Needing to roll dice and move their pieces along the squares to reach a room suddenly added more interest to the game. Since even Aggie was more of a predator than me, I didn’t point out that I had explained the rules before we had started, so the whole thing would have been more interesting if we were trying to figure out the who, what, and where instead of just the what.
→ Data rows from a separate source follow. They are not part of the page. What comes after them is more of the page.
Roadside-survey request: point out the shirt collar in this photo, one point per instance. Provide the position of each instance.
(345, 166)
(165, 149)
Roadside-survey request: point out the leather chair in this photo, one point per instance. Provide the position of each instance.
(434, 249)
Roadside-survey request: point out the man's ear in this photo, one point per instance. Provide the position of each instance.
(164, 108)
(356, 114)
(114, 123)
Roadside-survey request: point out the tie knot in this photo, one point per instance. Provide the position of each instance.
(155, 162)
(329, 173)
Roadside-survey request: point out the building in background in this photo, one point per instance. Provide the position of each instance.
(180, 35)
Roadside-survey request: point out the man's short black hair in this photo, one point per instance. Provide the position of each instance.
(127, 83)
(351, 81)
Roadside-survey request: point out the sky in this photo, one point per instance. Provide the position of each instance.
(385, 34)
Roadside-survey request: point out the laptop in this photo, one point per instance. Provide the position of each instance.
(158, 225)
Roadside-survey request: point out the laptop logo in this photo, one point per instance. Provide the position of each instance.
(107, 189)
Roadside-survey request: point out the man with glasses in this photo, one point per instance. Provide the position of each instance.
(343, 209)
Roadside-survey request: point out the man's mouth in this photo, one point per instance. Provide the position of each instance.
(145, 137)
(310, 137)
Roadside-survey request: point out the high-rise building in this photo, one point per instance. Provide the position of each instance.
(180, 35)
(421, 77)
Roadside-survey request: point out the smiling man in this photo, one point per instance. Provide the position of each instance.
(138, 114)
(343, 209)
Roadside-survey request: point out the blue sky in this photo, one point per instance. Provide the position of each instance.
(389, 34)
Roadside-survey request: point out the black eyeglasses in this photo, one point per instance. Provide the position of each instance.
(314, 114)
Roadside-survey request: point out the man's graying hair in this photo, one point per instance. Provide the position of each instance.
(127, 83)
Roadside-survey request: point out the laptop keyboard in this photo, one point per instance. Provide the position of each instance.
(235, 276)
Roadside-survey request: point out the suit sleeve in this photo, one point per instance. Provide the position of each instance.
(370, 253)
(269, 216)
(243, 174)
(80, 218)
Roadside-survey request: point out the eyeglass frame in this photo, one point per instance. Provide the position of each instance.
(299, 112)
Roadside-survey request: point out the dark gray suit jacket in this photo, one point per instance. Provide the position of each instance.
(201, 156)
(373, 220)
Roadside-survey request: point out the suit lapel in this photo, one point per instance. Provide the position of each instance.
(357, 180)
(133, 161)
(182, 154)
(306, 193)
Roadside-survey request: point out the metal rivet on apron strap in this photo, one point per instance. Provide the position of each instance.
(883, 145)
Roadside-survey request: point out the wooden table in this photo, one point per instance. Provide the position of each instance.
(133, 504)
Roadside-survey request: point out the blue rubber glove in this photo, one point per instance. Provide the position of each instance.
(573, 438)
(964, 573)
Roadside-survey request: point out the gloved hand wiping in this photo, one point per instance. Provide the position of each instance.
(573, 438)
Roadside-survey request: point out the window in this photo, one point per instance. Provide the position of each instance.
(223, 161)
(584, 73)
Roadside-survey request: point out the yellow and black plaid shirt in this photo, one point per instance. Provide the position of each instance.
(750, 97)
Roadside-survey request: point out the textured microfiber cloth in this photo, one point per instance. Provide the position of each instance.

Even then, the terra indigene didn’t seem to understand that every player worked alone. Maybe that was something I should mention to Officer Grimshaw. They might not cooperate if one brought down a deer and wanted to keep his lunch for himself, but when it came to finding a human who did a bad thing, they scattered and regrouped. Each of them clumped over the board to reach the closest room with a weapon, and then they headed for the dining room, taking the weapon with them. Since I was considered part of this odd pack, I followed their example and fetched the knife that had been in the kitchen, leaving the garrote that had been discarded there. Maybe it would have been a weapon of opportunity in a crime show. Not a likely weapon since I didn’t think most people knew how to kill someone with a garrote. You probably had to go to assassin school or something and take the garroting class to learn how to do it properly. Which didn’t mean someone couldn’t do it badly but still be effective in the end.